Из-за перегородки показывается испуганное вытянутое лицо.
— Подь сюда, не бойся! Вот обозначь господину видимость насчет льна, значит. Значит, к примеру, какие такие толки с этого дела выходят?
— Какие толки, — умирающим голосом, но протестуя, говорит Алена Митревна, — никаких толков и нет.
Начинается счет, и выходит, что сумма сырой кудели и расход на ческу или окраску, не считая работы, меньше, чем если, не тратя денег на ческу или окраску, прямо продать льняную кудель.
Доказав, крестьяне в упор смотрят на меня.
— Ну!.. — начинаю я и вовремя спохватываюсь. Желая утешить их чем-нибудь в отношении дешевых цен, я хотел сказать им: «Ну, бог даст, на будущий год неурожай будет». Но как же желать неурожая? Соседям разве его пожелать? Тоже неловко.
— Ну, так как-нибудь проживете, — говорю я, и так как мои сани уже готовы, то и спешу выбраться из этой лучшей, но все-таки очень грязной избы.
Мы опять мчимся во весь дух и наверстываем потерянное время.
Как ни мчимся, но на последней станции, откуда остается еще 25 верст, я смотрю на часы и вижу, что в моем распоряжении всего час и пятнадцать минут.
— Барин! — тревожно вскакивает с облучка привезший меня ямщик, — вот чего, просите, чтобы пегих тройку вам заложили, те доставят!
Я на ходу ловлю крылатое слово и вваливаюсь в грязную приемную.
— Вы писарь?
— Так точно.
— Вот вам на водку три рубля, если заложите пегих, ямщикам, которые помогать будут закладывать, — рубль, с ямщиком, который со мной поедет — особый разговор.
Через семь минут я уже осматриваю тройку запряженных пегих. Это высокие тонкие лошади с чутко настороженными ушами. Я понимаю кое-что в лошадях и успокоенно говорю:
— Это лошади!
— Таких лошадей на всем тракту нет.
Да, красивые лошади: тонкая породистая кожа, белые и, кажется, гнедые пятна; на дворе уже вечер — хорошо и не разберешь.
— Отворяй ворота! — кричит с затаенным волнением ямщик.

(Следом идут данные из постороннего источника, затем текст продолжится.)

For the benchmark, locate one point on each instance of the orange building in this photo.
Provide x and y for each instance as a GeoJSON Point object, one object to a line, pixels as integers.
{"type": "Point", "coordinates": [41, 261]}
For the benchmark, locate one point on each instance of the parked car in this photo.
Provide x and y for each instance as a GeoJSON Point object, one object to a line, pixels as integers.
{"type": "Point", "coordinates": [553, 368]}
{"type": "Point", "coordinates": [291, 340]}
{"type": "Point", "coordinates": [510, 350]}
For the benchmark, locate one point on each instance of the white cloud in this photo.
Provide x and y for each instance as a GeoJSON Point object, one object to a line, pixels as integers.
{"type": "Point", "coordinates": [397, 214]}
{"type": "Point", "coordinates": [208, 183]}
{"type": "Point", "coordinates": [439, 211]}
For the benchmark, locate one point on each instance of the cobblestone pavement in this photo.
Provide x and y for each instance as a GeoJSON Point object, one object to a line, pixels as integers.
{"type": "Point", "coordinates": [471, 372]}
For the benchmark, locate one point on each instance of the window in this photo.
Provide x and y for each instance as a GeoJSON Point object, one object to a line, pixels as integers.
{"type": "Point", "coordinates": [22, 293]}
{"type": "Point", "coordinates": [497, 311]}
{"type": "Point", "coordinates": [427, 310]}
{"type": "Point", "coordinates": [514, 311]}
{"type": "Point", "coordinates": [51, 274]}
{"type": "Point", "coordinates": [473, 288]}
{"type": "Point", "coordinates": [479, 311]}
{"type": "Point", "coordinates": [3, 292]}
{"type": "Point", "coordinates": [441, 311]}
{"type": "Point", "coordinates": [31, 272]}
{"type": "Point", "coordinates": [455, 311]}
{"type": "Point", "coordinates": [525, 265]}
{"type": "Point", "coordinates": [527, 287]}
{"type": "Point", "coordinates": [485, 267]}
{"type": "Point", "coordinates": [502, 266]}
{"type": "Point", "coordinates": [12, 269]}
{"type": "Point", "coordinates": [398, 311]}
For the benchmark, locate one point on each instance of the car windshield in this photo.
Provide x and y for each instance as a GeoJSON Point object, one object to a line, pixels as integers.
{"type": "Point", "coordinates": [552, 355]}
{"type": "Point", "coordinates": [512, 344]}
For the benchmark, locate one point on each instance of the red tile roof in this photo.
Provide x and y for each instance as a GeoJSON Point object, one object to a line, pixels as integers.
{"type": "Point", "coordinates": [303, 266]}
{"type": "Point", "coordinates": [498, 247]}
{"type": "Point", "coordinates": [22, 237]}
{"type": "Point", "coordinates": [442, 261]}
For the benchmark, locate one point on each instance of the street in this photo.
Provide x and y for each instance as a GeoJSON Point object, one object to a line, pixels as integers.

Мы вылетаем на улицу, или, вернее, влетаем в какую-то кромешную тьму; со свету кажется один какой-то грязный и темный фон. Первым делом сани наклоняются набок и мгновение стоят в нерешительности — в какую сторону им опрокинуться. Ямщик исчезает и снова появляется уже на ходу; лошади мчат каким-то бешеным вихрем. Что это? Мост? Там темная бездна… Все уже позади. Уже двадцать раз сани становились то на одно, то на другое свое ребро, двадцать раз мысленно я уже лежал на земле, двадцать раз исчезал и появлялся ямщик… Не все ли равно? Выбору ведь нет: или поспеть, или совсем не ехать.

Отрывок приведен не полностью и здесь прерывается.